Nine years ago Hayes-Martin made her first attempt at writing. Her historic novel “Common Thread, Uncommon Women” was published last year. “I gleaned from Sonora’s best writers,” she said.
The historical family saga spans four generations of her family, from the Civil War to World War II. “I started working my book’s ending first, because that’s where my memories are,” she said. “Then I worked my way back.”
Hayes-Martin and her ancestors are Cherokee. “They survived some of America’s most difficult times,” she said.
She believes that because of their heritage, courage and strength, they were able to cope with unbelievable hardships and still find joy.
The story begins with her great-grandmother Minerva Cooper. In a cabin in White County, Ark., her husband left Cooper alone with two young children, to fight in the Civil War. The nearest neighbor lived 2 miles away. At night she would burn tree limbs in the doorway to scare the wolves when they came prowling.
Before Hayes-Martin was born, her parents left Arkansas in 1930 and moved to Arizona to pick cotton. While her mom was pregnant with her, the house they lived in blew up due to a stove fire. The family lived under a tree for six months.
“My uncle brought my mom back to Arkansas, so she wouldn’t have to give birth under a tree,” she said.
Hayes-Martin was almost 11 years old when her family left Arkansas again and moved to Turlock. She has lived in Tuolumne County for 14 years.
After attending writers group meetings, she began working on the memoir. During three trips to Arkansas, she interviewed elderly relatives and visited the familiar places of her childhood.
Editor Blanche Abrams marked her manuscripts with lots of red, and always sent her home to rewrite. “But she brought my book to life,” Martin said.
She also credits Bill Manville of the New York Daily News. After taking a few of his writing classes, she got so discouraged she stopped attending. Two years later, she went back with her rewritten story in hand. He was thrilled with her progress.

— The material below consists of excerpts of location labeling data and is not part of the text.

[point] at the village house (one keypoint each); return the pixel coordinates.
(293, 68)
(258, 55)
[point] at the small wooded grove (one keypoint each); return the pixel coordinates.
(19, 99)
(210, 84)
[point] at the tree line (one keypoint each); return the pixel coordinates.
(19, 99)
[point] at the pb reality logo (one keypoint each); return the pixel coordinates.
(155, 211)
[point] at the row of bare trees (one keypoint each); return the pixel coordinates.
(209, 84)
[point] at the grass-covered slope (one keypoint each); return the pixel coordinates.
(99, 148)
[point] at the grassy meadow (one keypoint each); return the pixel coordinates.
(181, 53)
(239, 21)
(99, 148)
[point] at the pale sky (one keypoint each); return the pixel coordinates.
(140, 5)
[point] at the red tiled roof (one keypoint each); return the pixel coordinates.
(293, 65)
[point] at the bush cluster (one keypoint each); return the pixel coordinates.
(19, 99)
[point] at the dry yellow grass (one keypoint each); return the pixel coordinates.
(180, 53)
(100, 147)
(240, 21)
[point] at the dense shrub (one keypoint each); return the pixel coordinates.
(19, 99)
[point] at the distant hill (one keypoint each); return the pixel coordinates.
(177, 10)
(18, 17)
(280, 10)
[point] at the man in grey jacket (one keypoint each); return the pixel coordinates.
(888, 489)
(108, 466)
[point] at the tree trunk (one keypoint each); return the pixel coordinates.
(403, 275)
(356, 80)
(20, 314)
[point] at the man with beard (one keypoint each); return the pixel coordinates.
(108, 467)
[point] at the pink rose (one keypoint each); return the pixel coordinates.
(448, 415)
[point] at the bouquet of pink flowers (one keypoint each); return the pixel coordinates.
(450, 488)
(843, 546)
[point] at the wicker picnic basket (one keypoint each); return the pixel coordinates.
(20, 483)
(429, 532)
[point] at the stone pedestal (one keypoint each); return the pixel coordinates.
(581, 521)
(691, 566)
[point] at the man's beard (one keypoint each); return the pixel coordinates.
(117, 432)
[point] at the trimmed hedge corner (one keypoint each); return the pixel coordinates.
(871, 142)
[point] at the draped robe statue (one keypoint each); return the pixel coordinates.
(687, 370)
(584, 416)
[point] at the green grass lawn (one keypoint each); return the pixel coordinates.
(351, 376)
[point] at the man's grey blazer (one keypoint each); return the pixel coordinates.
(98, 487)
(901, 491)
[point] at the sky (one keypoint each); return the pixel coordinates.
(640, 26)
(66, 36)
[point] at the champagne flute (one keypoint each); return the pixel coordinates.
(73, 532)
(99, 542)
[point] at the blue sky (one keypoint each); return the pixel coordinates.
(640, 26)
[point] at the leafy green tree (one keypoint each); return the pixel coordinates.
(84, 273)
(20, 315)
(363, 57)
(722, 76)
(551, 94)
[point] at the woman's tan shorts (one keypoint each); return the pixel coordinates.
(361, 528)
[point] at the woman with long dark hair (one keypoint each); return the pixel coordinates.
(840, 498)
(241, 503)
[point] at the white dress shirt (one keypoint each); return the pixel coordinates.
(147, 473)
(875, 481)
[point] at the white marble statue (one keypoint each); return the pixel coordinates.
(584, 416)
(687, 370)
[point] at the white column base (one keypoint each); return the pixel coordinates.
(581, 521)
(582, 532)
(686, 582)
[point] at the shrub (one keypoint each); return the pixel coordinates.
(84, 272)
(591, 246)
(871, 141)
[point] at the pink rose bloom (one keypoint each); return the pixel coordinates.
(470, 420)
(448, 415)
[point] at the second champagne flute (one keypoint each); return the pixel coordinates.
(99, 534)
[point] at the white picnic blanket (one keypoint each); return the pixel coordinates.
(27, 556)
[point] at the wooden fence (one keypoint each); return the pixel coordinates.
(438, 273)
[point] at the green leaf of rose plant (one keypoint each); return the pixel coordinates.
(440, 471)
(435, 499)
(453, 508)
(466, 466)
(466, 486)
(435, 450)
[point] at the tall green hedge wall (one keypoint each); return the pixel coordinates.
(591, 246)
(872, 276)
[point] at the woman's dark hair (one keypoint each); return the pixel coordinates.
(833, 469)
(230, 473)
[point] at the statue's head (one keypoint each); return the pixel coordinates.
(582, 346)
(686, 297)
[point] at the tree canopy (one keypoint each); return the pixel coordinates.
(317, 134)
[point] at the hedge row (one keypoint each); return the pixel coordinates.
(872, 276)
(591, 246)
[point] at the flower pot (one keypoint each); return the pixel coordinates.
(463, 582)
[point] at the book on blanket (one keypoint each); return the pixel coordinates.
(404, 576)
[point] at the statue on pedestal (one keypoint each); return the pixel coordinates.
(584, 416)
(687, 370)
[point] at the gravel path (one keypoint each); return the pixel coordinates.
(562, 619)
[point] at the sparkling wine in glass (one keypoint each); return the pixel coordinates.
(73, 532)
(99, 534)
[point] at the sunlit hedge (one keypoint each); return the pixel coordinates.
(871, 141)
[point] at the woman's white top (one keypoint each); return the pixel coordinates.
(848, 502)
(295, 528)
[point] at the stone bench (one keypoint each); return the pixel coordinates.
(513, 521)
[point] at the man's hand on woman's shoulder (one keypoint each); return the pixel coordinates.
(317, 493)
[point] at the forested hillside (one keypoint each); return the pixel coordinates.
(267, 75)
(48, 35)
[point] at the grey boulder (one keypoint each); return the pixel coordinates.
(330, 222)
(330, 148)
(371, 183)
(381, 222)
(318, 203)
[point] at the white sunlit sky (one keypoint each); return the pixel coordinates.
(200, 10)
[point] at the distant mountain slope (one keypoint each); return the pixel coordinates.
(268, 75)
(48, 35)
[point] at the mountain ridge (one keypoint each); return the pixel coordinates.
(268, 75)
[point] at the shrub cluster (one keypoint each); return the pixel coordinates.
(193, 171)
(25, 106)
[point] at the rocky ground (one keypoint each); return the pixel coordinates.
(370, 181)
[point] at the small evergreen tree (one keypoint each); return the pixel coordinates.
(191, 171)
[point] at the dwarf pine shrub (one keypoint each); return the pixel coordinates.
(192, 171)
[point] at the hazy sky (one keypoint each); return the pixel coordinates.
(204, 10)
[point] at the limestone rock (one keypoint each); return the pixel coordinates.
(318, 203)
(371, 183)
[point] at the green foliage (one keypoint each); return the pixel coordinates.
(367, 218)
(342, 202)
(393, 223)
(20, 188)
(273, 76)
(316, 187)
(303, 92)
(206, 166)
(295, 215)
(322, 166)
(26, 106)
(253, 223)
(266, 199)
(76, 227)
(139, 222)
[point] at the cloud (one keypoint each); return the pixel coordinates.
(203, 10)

Of the 67 manuscripts her publisher sent to Kirkus for review, hers received the most praise: “An absorbing, warmly written historical tale.” Her writing style has been compared to John Steinbeck and Jeannette Walls.
Hayes-Martin presented her novel to the local Cherokee band a few weeks ago. “It was very well received,” she says.
They connected her to other bands in the state.
She sent a copy to former President Bill Clinton’s foundation in Little Rock, Ark., where he grew up. She also sent a copy to Oprah Winfrey. The book is available at www.amazon.com.
The author gave me a copy and at the time of writing this column, I’ve read the first three chapters. “Common Thread, Uncommon Women” is hard to put down – a gripping story well crafted.